The IT service provider Atruvia has embarked on a journey toward DevOps and SRE (Site Reliability Engineering) to transform its software development and operations management. This article offers insight into the challenges, successes, and lessons learned along the way—from CI/CD to the automation of security and governance processes, and the integration of SRE principles. We explore best practices, tools, and cultural changes for a successful DevOps environment.

Atruvia AG, a digitalization partner within the “cooperative financial group,” offers IT solutions tailored specifically to banks in the areas of banking and information technology: from data center operations and the Atruvia banking system to app development.

To understand the hurdles that needed to be overcome, it is important to know the starting point. It all began with a classic standard stack (Fig. 1):

Fat-Swing-Client: approx. 700 MB, nearly 6,000 individual functions
Middle Tier: over 985 Java modules, over 15,000 services, and over 21 million lines of code (LoC)
Mainframe: COBOL and Java, over 115 billion transactions in 2022

Atruvia AG

Figure 1: Atruvia AG – Starting Point

The company was organized according to a traditional hierarchical structure, which increased complexity and hindered operations. There were only two rollouts per year, maintenance work took place at night, and the level of automation was low. At that time, teams worked in greater isolation than they do today, which made communication and collaboration more difficult and led to rigid processes and slower response times.

Goal: Foster self-motivation through autonomy

The goal was to create a modern, scalable architecture that supports the company and its customers in developing and operating innovative and secure solutions, with the necessary agility. Faster deployments and enhanced observability are crucial for improving and continuously monitoring quality and performance. These goals are not merely technological in nature; they also require a cultural shift toward greater responsibility and initiative. The goal is to reduce legacy systems and complexity and leverage the benefits of a private or public cloud. To this end, containers and microservices should be introduced. Team structures should change to create autonomous, self-managed teams that can deploy their services and applications at any time. This autonomy fosters motivation and innovation while minimizing dependencies on other teams. Through clear macro-architecture guidelines and end-to-end responsibility for their products, the teams were able to work more efficiently and independently.

The biggest challenge for the teams was adapting to new ways of working following the numerous changes of recent years and the introduction of agile methods and overcoming the previously rigid and isolated structures.
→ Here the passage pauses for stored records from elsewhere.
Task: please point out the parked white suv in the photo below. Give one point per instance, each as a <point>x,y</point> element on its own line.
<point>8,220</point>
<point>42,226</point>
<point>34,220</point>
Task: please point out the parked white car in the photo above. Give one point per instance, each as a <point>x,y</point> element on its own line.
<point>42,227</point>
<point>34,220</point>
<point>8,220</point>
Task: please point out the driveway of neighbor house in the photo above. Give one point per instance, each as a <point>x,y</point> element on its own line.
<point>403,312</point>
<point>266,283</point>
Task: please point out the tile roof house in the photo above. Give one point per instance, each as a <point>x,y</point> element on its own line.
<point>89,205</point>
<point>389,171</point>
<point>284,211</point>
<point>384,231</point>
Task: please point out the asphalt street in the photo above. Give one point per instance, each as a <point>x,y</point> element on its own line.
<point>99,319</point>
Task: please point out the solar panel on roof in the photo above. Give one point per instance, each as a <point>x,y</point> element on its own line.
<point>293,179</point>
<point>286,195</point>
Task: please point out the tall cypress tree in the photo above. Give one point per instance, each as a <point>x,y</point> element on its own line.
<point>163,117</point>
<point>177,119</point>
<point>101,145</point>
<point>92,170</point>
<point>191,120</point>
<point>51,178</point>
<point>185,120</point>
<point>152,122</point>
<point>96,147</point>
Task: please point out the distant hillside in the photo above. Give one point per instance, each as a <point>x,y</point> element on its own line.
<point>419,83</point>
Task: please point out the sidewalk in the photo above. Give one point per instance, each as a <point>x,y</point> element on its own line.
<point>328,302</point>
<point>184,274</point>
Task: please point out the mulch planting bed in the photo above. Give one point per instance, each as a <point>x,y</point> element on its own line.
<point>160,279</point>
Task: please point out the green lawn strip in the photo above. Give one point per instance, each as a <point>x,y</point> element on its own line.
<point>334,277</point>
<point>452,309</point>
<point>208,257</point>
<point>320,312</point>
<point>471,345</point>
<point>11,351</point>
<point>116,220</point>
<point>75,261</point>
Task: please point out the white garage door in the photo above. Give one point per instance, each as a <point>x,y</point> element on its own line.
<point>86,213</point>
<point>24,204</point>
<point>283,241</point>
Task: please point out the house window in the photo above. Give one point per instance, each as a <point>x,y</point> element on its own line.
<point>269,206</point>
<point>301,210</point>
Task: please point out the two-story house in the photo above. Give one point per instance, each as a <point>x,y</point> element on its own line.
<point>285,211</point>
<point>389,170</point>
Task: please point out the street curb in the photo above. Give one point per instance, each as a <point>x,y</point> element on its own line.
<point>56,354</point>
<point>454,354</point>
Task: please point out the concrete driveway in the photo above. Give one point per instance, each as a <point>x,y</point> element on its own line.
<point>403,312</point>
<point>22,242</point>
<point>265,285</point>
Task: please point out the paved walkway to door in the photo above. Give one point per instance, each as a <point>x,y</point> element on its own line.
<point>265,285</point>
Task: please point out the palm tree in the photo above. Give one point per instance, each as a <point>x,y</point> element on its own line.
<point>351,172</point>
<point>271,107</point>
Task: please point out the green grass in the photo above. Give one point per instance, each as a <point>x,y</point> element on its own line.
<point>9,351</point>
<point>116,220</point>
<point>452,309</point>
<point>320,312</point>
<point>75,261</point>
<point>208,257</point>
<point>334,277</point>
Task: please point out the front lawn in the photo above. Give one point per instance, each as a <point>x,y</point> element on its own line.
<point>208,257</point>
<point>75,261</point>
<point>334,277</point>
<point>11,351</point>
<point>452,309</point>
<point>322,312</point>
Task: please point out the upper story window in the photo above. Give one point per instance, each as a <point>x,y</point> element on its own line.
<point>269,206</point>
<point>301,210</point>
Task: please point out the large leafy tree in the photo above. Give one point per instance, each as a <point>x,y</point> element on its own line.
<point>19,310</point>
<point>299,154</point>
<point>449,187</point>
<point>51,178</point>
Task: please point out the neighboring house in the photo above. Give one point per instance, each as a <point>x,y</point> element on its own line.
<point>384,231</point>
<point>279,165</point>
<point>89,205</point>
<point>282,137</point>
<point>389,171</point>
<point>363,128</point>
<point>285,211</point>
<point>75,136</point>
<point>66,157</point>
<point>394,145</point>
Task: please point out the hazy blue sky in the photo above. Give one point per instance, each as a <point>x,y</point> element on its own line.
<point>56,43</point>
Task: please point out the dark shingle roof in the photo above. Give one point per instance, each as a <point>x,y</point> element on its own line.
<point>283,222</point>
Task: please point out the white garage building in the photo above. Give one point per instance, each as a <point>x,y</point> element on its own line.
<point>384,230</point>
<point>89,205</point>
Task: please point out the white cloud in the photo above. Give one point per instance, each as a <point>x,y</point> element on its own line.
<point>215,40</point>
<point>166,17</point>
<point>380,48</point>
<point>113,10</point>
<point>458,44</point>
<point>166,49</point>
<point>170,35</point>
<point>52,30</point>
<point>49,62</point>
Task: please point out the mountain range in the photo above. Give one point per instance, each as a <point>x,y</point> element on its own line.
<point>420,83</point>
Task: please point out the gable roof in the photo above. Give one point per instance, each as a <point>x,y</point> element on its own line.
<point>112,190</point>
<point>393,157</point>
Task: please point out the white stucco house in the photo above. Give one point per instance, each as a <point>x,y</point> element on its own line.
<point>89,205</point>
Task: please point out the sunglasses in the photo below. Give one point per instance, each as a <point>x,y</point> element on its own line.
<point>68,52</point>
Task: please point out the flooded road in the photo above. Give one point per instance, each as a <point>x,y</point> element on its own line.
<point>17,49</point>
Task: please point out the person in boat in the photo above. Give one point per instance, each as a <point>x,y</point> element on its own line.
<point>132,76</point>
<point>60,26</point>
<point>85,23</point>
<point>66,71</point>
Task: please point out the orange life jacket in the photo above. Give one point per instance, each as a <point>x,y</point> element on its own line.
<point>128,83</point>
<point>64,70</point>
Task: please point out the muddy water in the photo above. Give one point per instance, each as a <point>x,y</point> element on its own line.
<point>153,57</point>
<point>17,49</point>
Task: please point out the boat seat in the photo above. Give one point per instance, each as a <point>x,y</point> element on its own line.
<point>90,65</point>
The development teams, in particular, had to continually adjust to new processes, technologies, and organizational structures, which required constant adaptation and flexibility.

Where does the company stand today: The example of an omnichannel platform

The company provides an omnichannel platform (OKP), a technical platform that enables the seamless design of banking solutions across channels and between channels. It supports various forms of interaction between customers and banks. Currently, our omnichannel platform team supports over 150 development teams with more than 300 projects (OpenShift namespaces). In 2023, the team implemented over 3,200 deployment tasks (and counting). Nearly all teams work in sprints with a 12-week PI (Portfolio Increment) cycle. The technology stack was assembled from the cloud-native landscape, enabling a flexible and future-proof infrastructure.
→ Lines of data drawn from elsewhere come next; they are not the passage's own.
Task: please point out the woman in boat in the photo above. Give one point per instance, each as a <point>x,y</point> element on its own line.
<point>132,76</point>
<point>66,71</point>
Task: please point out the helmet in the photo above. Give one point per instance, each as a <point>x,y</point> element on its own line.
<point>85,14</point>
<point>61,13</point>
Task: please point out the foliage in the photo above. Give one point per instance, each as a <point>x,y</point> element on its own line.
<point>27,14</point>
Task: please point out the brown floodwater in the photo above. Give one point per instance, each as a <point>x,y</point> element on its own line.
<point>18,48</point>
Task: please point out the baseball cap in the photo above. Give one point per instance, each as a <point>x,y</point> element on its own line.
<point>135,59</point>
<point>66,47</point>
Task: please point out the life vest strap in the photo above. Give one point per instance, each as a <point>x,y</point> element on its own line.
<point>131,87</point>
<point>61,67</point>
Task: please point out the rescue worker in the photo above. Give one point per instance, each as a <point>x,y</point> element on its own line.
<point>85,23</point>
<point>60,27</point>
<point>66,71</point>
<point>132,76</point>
Financial Sector Regulation: Between Challenge and Opportunity

The financial sector is highly regulated, which requires specific systematic approaches to ensure the proper management of sensitive information. These include standards such as BSI Basic Protection, PCI DSS, and PSD2:

BSI Basic Protection: A standard established by the German Federal Office for Information Security (BSI) that provides methods and measures for information security
PCI DSS: A globally recognized security standard for the protection of credit card data
PSD2: An EU directive aimed at promoting secure payment services and innovation in the payments market
BaFin: German supervisory authority for banks, financial service providers, insurance companies, and securities trading, to ensure the stability and integrity of the financial system. In this context, the Minimum Requirements for Risk Management (MaRisk) and the Banking Supervisory Requirements for IT (BAIT) play a central role, as they define the regulatory requirements for risk management and IT security in these institutions.

This gives rise to numerous regulatory requirements that must be taken into account and implemented. These standards require systematic approaches to managing sensitive information in order to ensure confidentiality, integrity, and availability through risk management processes.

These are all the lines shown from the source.